One of my favorite things to do when away from home is to grab my camera and wander. I try to wander without expectations, but with the hope that something might speak to me. Sometimes I do my wandering in nature. Other times, it may be in a city or small town. It doesn’t really matter, as both are rich in visual offerings. I find it is much more about my mindset—being open and receptive, and taking time to explore. I can’t be in a hurry when I do this. It is more about slowing down, observing and receiving an image than creating one. I like to think of such images as small, beautiful gifts.
This is one of those images. It is not the kind of subject I would normally seek out: a slightly crooked garage door barricaded by wire fencing on an abandoned commercial building. Yet I loved the soft colors, the layered patterns and the soft, even light. It was the subtlety of the broken pattern of the rusted wires that added the element of mystery and surprise—that turned this from a pattern image into a story for me.
Sometimes, we are given a brief moment to capture—such as those “decisive moments” for which Henri Cartier-Bresson is so well known. This is especially true when people or moving subjects are involved. Other times, however, we can take time to explore and be curious, framing our subject in many different ways. Rarely is there one perfect way to frame a scene, and each of us would likely see the scene in a different way. So we explore and play and experiment and respond, finding the image that best speaks to us in the moment. A few other images that were part of my exploration process that day are shown below.
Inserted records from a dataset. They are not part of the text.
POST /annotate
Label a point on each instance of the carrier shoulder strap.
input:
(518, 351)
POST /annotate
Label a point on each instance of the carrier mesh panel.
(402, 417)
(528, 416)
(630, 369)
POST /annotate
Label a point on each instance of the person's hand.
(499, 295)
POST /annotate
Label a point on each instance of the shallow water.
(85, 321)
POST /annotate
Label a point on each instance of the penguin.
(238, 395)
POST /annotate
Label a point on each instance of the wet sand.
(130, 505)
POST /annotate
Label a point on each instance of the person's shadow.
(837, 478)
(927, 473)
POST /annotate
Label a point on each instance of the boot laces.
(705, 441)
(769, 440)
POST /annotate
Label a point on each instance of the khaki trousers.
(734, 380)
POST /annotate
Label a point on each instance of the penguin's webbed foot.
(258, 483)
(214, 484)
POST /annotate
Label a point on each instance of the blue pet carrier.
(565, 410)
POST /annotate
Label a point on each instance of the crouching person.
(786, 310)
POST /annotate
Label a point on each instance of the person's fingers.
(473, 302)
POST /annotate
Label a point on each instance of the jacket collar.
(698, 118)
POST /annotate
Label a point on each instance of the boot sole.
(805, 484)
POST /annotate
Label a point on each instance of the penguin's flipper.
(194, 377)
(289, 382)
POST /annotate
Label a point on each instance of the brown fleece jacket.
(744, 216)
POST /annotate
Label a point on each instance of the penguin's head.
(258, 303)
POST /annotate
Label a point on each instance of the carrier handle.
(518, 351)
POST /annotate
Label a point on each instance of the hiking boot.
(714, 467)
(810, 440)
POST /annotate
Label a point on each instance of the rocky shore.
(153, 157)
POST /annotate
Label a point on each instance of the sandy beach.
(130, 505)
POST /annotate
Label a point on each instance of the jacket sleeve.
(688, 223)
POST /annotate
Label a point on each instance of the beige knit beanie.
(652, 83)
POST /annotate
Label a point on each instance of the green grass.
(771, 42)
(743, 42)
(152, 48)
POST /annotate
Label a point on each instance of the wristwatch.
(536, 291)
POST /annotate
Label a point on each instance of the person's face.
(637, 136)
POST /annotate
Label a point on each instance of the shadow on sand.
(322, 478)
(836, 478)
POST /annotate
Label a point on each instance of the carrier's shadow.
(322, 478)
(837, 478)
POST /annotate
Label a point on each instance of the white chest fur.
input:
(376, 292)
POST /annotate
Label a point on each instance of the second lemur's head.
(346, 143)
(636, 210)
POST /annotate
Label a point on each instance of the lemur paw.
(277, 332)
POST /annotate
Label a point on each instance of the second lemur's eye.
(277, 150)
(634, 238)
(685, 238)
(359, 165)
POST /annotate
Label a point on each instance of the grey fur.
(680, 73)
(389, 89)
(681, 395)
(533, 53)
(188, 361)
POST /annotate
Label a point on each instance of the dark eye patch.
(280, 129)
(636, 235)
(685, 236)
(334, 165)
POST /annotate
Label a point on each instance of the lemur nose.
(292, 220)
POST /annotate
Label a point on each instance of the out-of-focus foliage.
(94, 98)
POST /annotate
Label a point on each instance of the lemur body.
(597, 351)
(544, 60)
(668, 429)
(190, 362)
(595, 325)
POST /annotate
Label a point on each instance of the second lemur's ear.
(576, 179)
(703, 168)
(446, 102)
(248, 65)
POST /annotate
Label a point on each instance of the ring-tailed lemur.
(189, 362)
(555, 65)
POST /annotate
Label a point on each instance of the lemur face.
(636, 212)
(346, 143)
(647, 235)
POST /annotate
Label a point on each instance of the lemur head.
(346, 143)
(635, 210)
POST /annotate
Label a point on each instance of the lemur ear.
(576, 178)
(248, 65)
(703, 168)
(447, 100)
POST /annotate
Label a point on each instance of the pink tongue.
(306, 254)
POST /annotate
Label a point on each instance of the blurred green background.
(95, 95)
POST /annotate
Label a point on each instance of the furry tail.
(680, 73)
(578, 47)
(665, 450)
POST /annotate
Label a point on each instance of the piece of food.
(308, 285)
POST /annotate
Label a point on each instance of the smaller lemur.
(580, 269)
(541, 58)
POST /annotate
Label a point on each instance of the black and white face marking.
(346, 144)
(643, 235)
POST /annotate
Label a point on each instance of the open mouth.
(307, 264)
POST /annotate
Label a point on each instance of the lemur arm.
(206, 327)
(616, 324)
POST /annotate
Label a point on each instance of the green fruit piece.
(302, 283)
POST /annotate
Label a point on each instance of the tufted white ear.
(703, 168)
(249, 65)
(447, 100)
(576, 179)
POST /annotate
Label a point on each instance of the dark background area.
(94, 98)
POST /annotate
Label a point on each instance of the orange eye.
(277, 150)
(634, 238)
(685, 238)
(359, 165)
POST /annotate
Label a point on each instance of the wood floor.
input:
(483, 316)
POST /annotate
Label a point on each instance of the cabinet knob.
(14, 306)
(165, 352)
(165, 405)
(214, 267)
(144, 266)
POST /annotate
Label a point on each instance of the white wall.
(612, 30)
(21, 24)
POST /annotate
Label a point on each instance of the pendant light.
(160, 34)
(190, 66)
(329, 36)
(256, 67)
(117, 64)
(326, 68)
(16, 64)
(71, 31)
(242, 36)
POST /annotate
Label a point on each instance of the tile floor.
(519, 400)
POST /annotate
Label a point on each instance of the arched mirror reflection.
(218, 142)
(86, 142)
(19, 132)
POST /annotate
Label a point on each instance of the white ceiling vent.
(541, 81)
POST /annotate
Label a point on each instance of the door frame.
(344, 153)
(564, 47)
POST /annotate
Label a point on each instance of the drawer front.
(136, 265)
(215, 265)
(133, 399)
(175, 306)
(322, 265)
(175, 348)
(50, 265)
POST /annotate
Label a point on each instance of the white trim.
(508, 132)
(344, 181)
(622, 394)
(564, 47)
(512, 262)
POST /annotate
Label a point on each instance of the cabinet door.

Especially with the convenience of camera phones, it’s easy to wander about and explore subjects that catch our attention. Don’t stop with the grab shot. Instead, take a few minutes to explore more deeply. Indulge your sense of curiosity!
Patterns make great visual subjects. Broken patterns are even more interesting, as they add an element of surprise, introduce a story or spur a question. It's that one yellow leaf among a sea of red leaves. Or the one seagull in the flock that is facing the opposite direction. Or the brick that is missing from the wall. When you find an interesting pattern, see if you can find a way to break it, layer it or otherwise offer an unexpected element to the composition.